Quickselect vs heap for top-K

Two algorithms answer "give me the top K" on an unsorted array, and the wrong choice in an interview costs you the round even when the code compiles. Heap is O(n log K) and survives every input you can throw at it. Quickselect is O(n) expected and O(n^2) against an adversary. The interesting fact is that neither dominates: input shape and output shape flip the answer.

The decision#

One question, one answer. If the data streams or arrives unbounded, you reach for a heap of size K. If the data is sitting in memory and the caller wants the top-K unsorted (or just the k-th value), you reach for quickselect. Everything else is qualifications on those two cases.

That asymmetry comes from where each algorithm needs the data. A heap of size K only ever holds the K largest survivors, so a one-pass scan over a stream is enough. Quickselect needs to swap elements across the whole array, which means you must have the whole array. The streaming-vs-static axis is the first cut, and it's a hard cut: there is no online quickselect.

The flowchart#

Five branching questions resolve the choice. The streaming branch is one-way.

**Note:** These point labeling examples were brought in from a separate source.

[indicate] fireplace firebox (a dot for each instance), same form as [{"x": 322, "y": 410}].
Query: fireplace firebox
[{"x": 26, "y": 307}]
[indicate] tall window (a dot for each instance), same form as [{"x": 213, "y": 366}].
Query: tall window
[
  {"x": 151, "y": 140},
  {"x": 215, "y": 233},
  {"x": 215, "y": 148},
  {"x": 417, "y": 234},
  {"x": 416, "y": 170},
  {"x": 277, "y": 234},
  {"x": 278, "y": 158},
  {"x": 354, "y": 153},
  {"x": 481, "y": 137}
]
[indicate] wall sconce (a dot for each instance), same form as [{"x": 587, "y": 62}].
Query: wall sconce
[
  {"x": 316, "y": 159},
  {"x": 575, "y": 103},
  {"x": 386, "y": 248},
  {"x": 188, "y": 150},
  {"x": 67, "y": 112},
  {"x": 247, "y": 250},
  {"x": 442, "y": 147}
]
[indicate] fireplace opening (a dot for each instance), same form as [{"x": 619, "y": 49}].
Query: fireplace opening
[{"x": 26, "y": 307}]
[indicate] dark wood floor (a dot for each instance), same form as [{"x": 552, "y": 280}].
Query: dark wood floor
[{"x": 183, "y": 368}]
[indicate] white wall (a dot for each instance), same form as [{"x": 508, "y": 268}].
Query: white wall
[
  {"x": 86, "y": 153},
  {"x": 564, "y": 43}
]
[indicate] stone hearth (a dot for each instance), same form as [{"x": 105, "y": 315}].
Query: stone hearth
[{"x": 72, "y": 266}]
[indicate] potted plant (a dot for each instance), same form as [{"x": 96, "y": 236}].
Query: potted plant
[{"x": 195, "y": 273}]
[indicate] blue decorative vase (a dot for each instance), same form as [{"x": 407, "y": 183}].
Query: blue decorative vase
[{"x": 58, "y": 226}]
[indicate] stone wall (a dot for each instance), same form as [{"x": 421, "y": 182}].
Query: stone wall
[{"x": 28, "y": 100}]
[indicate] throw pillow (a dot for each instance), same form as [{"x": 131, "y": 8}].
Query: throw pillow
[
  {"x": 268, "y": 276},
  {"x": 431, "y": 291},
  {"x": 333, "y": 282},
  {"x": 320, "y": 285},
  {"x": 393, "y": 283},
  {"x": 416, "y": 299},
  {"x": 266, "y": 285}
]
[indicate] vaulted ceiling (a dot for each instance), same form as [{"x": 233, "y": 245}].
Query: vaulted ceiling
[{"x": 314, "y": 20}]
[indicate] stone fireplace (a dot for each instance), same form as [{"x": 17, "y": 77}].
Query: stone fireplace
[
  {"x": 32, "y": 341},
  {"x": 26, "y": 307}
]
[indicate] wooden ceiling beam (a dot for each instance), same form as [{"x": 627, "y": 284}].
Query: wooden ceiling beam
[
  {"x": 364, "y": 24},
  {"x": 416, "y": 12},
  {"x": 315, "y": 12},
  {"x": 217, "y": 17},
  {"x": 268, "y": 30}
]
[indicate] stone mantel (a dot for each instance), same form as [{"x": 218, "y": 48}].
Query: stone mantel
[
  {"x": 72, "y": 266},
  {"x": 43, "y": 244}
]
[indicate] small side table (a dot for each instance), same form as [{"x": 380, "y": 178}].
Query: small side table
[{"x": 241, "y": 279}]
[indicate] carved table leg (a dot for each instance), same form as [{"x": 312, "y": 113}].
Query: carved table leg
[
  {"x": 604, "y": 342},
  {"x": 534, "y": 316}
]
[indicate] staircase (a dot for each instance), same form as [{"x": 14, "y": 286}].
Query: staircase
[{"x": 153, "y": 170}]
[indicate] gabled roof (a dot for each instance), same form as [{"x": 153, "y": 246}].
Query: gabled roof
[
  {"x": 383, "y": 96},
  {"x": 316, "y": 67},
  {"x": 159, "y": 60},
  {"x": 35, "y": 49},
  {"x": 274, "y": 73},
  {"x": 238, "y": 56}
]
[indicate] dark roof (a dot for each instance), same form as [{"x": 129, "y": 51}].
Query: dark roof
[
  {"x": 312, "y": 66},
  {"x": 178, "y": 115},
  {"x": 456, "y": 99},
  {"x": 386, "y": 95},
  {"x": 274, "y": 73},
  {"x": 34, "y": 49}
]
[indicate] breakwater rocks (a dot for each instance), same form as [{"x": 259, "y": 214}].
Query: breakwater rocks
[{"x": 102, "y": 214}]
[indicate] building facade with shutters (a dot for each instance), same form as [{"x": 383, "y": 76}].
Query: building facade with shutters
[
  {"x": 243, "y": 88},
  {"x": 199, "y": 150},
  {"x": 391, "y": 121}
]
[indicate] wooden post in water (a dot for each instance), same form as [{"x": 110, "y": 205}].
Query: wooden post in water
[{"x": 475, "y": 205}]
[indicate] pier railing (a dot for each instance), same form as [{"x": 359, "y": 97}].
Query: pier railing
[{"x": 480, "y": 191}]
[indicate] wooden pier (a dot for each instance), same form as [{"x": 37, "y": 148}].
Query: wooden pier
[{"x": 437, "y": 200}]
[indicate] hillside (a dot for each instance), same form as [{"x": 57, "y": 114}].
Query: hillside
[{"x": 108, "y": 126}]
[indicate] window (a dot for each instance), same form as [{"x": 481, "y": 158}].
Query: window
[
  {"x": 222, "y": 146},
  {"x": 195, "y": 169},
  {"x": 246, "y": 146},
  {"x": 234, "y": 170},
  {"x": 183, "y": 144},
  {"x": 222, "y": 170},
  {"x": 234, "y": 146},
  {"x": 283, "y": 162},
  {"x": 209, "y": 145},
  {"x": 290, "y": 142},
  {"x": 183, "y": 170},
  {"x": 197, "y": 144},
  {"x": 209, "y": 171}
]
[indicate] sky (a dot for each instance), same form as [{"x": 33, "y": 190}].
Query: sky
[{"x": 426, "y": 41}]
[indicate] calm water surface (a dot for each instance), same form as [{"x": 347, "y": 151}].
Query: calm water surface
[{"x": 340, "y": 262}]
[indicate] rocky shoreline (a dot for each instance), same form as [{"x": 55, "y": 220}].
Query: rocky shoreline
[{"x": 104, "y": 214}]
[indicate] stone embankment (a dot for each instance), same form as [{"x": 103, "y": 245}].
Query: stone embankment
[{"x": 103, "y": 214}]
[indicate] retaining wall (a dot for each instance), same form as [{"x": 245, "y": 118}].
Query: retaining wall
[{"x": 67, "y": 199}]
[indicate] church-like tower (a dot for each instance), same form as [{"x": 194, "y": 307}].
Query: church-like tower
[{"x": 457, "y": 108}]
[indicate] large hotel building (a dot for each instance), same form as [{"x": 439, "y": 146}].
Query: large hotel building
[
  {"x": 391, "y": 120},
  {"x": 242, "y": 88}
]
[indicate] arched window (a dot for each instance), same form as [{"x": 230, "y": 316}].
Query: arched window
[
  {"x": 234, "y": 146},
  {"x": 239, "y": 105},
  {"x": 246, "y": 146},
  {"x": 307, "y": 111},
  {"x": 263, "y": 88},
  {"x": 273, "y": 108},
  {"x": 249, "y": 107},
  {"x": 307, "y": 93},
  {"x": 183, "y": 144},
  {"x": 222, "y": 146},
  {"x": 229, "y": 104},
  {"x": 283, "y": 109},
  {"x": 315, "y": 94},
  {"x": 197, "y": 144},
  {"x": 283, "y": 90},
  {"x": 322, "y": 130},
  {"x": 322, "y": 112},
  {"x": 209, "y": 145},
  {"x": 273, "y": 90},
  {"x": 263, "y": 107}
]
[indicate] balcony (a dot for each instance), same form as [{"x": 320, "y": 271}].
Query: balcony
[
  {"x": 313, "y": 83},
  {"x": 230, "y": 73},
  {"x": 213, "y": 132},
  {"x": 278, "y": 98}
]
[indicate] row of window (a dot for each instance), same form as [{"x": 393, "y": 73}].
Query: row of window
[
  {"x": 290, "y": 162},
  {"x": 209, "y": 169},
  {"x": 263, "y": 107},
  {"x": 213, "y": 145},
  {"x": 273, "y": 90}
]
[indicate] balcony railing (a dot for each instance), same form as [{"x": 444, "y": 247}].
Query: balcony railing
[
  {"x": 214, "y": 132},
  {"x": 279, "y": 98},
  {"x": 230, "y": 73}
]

The other four trade complexity, output shape, robustness, and side-effects.

Algorithms compared#

The decision page covers two contenders in depth, plus a third that shows up in interview answers and deserves a one-paragraph demotion.

Heap of size K (streaming-friendly default)#

The shape is a min-heap bounded at K elements when you want the K largest, and a max-heap bounded at K when you want the K smallest. Walk the input, push each element, and pop the root whenever the heap exceeds K. After one pass the heap holds the K survivors, and the root is the threshold value (the k-th largest in the K-largest case).^[1]

Pick this when:

The data streams. New values arrive over time and the caller wants the running top-K. LC 703 Kth Largest Element in a Stream is the canonical case.
The input is untrusted or adversarial. The bound is O(n log K) worst case, period; no input forces it above.^[2]
The caller needs the K elements in sorted order. Extract-all gives them sorted naturally, in O(K log K) after the scan.
K is genuinely small (top-10, top-100) and log K is essentially a constant.
The input array must not be mutated.

Time: O(n log K) worst case. Space: O(K). The threshold sits at the root for O(1) peeks. The mechanics are one chapter away in Heaps and the top-K pattern.^[3]

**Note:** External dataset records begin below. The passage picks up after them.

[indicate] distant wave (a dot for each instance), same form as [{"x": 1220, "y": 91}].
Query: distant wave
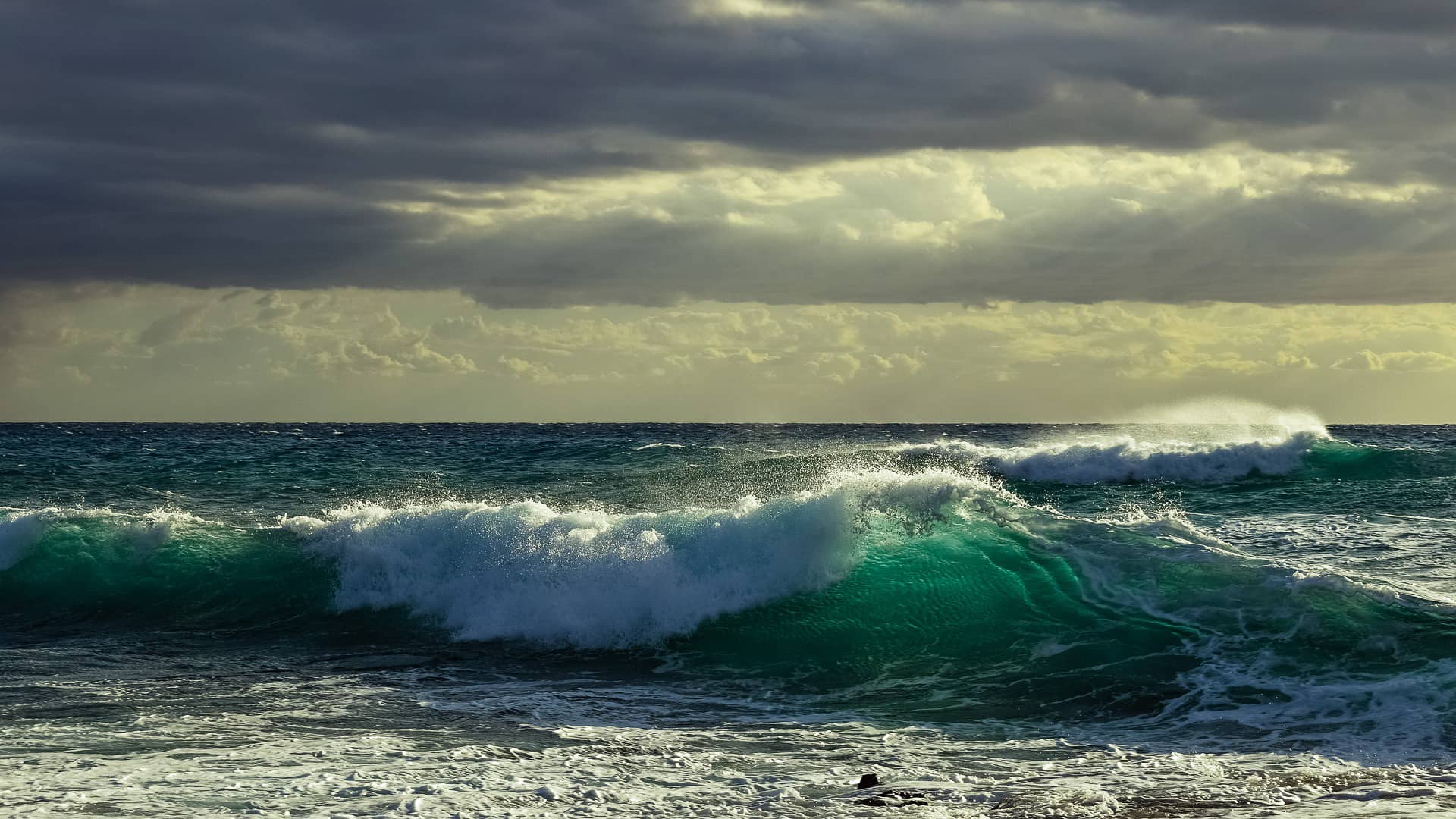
[
  {"x": 929, "y": 592},
  {"x": 598, "y": 579},
  {"x": 1126, "y": 458}
]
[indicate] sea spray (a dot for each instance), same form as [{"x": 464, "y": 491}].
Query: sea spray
[
  {"x": 599, "y": 579},
  {"x": 1209, "y": 441}
]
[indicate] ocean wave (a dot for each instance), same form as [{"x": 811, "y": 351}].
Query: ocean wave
[
  {"x": 934, "y": 595},
  {"x": 599, "y": 579},
  {"x": 1125, "y": 458}
]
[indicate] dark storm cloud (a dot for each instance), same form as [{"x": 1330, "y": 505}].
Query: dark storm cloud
[{"x": 220, "y": 143}]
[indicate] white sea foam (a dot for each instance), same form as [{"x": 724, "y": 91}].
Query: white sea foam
[
  {"x": 1203, "y": 441},
  {"x": 598, "y": 579},
  {"x": 1128, "y": 458}
]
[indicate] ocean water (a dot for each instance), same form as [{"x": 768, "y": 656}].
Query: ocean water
[{"x": 1220, "y": 615}]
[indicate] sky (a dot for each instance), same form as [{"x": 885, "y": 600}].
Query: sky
[{"x": 726, "y": 210}]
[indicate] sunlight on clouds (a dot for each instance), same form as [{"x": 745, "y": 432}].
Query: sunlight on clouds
[{"x": 180, "y": 353}]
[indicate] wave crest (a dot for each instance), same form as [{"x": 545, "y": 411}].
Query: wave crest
[
  {"x": 598, "y": 579},
  {"x": 1125, "y": 458}
]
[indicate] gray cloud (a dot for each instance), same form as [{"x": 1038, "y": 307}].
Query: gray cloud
[{"x": 254, "y": 143}]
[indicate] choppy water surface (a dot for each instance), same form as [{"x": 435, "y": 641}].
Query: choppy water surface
[{"x": 1232, "y": 618}]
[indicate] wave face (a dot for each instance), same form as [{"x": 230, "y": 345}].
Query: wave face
[
  {"x": 929, "y": 595},
  {"x": 596, "y": 579}
]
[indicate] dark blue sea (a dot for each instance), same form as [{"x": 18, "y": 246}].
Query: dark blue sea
[{"x": 1231, "y": 617}]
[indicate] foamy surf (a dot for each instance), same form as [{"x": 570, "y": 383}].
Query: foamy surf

Quickselect (offline speed)#

Partition the array around a random pivot. The pivot lands at its final sorted position; check whether that position equals n - k (for k-th largest) and recurse into whichever side contains the target index. The other side never gets read.^[4]

Pick this when:

The whole array is in memory and you only need the threshold value, not the K elements in any particular order.
K is a meaningful fraction of n. For median (K = n/2) the heap's O(n log K) becomes O(n log n) and loses its asymptotic edge entirely. Quickselect cuts a full log n factor off.
You can mutate the caller's array, or you've copied it on entry.
The input is trusted. Random-pivot quickselect's expected-vs-worst gap is the only real argument against it: O(n) expected, O(n^2) worst on adversarially-constructed sequences.^[4:1]

Time: O(n) expected (random pivot), O(n^2) worst case without it. Space: O(1) iterative, O(log n) expected recursive. The mechanics live in Quickselect: linear-time selection, with the proof of expected linear time via the E[T(n)] <= E[T(3n/4)] + cn recurrence in CLRS Chapter 9.^[5]

A note on the worst case: Devroye's 1984 exponential-tail bound shows the probability that random-pivot quickselect takes more than Cn comparisons shrinks super-exponentially in C, so the worst case is exponentially unlikely on random inputs.^[6] Adversarial inputs against a fixed pivot rule are a different story. That is what introselect (Musser 1997) defends against: it counts recursion depth and falls back to median-of-medians at depth 2 log n, recovering worst-case O(n) at constant-factor cost. std::nth_element in libc++ and libstdc++ does this.^[4:2]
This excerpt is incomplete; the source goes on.